Ji Wushang secoua la tête.
« Beaucoup de choses nous échappent. Vous comprenez mieux la situation actuelle que moi. Le Troisième Prince vient de lui parler », dit Ji Wushang en souriant. « Il prend peu à peu de l'importance, et peu à peu, la pression viendra de toutes parts, et beaucoup de choses le préoccuperont. Peut-être sera-t-il reconnu et deviendra-t-il un prince éminent, et pour moi, le voir ainsi me suffit. C'est tout ce que je peux faire. Je vous en prie, accédez à ma requête. » Ji Wushang s'apprêtait à s'agenouiller de nouveau en parlant.
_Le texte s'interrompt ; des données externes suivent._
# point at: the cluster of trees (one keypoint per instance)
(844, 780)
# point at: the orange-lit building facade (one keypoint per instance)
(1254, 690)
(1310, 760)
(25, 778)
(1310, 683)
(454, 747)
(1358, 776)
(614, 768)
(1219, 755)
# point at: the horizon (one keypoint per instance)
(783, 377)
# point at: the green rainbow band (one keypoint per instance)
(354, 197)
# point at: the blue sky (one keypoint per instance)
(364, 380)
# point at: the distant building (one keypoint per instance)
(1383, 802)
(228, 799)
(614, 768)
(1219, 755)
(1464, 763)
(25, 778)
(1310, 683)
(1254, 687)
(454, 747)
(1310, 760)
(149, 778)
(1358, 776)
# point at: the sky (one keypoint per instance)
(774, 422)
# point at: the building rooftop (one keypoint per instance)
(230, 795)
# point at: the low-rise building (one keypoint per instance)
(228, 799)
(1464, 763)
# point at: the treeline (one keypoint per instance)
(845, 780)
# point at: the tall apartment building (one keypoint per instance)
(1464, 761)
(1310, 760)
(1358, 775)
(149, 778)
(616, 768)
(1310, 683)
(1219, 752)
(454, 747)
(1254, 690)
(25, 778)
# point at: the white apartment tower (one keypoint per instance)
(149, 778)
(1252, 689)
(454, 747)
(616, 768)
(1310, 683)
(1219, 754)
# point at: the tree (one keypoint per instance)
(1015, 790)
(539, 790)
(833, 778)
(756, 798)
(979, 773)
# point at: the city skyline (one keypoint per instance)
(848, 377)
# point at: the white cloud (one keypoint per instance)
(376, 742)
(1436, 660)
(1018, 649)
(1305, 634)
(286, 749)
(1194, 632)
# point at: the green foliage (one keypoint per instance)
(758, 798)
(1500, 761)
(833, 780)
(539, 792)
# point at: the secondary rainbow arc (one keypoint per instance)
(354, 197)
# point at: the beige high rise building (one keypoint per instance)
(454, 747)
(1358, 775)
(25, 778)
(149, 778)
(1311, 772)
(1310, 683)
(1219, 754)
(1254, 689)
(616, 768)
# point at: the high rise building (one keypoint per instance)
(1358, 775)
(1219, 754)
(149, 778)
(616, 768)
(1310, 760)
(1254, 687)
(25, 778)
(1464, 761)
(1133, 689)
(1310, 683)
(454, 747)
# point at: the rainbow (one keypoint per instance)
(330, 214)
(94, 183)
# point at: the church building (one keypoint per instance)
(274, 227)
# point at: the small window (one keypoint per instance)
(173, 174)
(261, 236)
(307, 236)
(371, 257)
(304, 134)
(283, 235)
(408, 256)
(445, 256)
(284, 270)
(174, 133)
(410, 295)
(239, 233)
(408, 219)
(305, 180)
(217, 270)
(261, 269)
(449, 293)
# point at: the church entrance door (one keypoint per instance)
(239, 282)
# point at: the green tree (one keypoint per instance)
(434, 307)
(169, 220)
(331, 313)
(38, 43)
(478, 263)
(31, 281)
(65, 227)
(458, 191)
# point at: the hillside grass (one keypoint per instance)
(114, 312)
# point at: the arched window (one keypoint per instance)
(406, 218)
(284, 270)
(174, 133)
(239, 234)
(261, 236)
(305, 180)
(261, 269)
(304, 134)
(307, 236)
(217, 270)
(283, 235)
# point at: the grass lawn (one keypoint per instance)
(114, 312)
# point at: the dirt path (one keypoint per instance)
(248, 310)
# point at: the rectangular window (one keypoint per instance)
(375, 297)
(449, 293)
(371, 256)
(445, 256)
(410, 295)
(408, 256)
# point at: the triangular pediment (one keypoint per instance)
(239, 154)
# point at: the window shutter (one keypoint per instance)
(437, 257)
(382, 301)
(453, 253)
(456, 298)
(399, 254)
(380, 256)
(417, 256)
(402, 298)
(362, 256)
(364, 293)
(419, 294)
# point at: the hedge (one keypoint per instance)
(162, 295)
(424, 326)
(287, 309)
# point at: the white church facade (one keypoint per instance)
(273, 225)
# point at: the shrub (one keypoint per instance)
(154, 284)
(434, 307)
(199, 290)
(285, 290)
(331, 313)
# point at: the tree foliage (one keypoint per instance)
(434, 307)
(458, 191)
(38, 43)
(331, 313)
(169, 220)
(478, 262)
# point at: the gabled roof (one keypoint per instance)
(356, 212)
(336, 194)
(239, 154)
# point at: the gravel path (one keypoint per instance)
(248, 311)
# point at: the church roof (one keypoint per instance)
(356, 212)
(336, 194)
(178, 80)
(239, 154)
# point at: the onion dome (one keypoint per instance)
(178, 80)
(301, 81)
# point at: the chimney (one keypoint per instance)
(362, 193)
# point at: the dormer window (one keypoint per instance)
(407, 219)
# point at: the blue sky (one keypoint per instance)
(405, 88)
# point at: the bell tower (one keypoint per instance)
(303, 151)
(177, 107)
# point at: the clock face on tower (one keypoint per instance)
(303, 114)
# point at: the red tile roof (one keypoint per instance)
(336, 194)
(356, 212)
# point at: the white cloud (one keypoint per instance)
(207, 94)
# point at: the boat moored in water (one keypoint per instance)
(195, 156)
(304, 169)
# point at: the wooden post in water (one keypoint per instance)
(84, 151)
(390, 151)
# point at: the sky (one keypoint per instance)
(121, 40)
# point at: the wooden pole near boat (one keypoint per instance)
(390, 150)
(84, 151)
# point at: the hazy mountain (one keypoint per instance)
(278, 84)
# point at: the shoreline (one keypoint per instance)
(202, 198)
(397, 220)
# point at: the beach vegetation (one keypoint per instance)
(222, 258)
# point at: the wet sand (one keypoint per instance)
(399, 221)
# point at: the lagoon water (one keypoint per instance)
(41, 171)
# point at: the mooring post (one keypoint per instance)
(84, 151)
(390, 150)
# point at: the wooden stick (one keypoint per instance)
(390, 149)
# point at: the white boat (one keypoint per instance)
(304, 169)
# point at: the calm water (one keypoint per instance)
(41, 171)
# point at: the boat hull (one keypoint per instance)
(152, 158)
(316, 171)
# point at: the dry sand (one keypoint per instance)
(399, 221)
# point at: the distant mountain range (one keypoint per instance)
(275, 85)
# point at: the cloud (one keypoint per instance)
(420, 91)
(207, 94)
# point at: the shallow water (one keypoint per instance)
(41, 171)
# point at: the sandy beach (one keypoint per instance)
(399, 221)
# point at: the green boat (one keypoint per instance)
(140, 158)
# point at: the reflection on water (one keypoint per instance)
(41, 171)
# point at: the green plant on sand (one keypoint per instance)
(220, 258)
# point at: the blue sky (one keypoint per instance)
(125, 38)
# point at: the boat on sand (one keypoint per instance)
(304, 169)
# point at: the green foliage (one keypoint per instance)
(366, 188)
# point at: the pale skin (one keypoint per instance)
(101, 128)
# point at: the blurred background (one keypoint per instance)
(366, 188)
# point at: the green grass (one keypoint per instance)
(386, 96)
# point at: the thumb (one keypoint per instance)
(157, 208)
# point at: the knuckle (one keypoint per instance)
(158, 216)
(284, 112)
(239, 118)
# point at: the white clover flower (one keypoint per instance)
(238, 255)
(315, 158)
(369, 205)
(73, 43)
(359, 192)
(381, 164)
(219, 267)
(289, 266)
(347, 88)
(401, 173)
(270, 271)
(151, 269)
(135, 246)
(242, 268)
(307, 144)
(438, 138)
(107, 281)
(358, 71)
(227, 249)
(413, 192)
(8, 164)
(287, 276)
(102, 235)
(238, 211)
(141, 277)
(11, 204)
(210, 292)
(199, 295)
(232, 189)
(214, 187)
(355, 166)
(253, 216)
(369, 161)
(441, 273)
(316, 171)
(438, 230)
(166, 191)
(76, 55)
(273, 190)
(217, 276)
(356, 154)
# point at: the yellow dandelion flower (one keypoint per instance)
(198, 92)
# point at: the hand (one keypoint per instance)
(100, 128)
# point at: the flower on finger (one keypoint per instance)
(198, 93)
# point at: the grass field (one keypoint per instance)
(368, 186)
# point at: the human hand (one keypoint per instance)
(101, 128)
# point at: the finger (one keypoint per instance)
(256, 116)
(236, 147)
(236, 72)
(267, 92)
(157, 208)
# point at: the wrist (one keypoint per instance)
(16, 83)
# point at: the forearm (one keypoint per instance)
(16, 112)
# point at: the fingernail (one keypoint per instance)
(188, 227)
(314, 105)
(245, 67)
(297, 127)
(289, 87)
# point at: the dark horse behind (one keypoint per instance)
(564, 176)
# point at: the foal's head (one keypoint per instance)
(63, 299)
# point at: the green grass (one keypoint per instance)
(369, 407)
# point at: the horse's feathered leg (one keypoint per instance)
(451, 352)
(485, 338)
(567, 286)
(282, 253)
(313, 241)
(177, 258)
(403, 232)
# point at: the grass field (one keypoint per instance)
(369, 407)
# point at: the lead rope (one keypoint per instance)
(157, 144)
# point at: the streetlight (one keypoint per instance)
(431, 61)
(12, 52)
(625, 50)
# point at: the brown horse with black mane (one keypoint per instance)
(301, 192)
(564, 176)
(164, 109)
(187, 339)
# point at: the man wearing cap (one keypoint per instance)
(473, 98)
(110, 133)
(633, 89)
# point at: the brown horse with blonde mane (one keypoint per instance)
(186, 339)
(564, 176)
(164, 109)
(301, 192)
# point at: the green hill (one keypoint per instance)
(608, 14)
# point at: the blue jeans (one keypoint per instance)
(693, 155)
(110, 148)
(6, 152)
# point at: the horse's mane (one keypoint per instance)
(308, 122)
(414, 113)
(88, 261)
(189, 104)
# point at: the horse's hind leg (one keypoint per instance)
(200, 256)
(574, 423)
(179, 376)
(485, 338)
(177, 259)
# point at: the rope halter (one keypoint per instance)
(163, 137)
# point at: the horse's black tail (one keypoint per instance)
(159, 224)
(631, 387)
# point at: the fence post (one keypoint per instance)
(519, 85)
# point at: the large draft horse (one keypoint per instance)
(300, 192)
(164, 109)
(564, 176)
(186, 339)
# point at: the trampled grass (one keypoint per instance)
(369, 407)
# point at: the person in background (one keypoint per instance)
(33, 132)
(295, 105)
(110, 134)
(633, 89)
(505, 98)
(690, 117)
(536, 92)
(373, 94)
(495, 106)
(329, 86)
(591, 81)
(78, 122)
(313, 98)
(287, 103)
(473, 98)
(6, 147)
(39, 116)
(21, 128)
Beigong Minhao lui a saisi la main, mais elle était glacée au toucher, alors elle l'a rapidement retirée.
Beigong Minhao fut légèrement surpris.
« Il ne fait pas très froid ? » Ji Wushang sourit. « Je ne sais pas quand je vais me transformer en homme de glace. Héhé ! » Les coins de sa bouche s'écarquillèrent. « Je suis le meilleur ingrédient médicinal, c'est juste que je manque de sang. Ce n'est pas grave, ça ne me fera aucun mal. »
« Cela ne vous fera aucun mal ? » Beigong Minhao fronça profondément les sourcils, secoua la tête, puis la secoua de nouveau.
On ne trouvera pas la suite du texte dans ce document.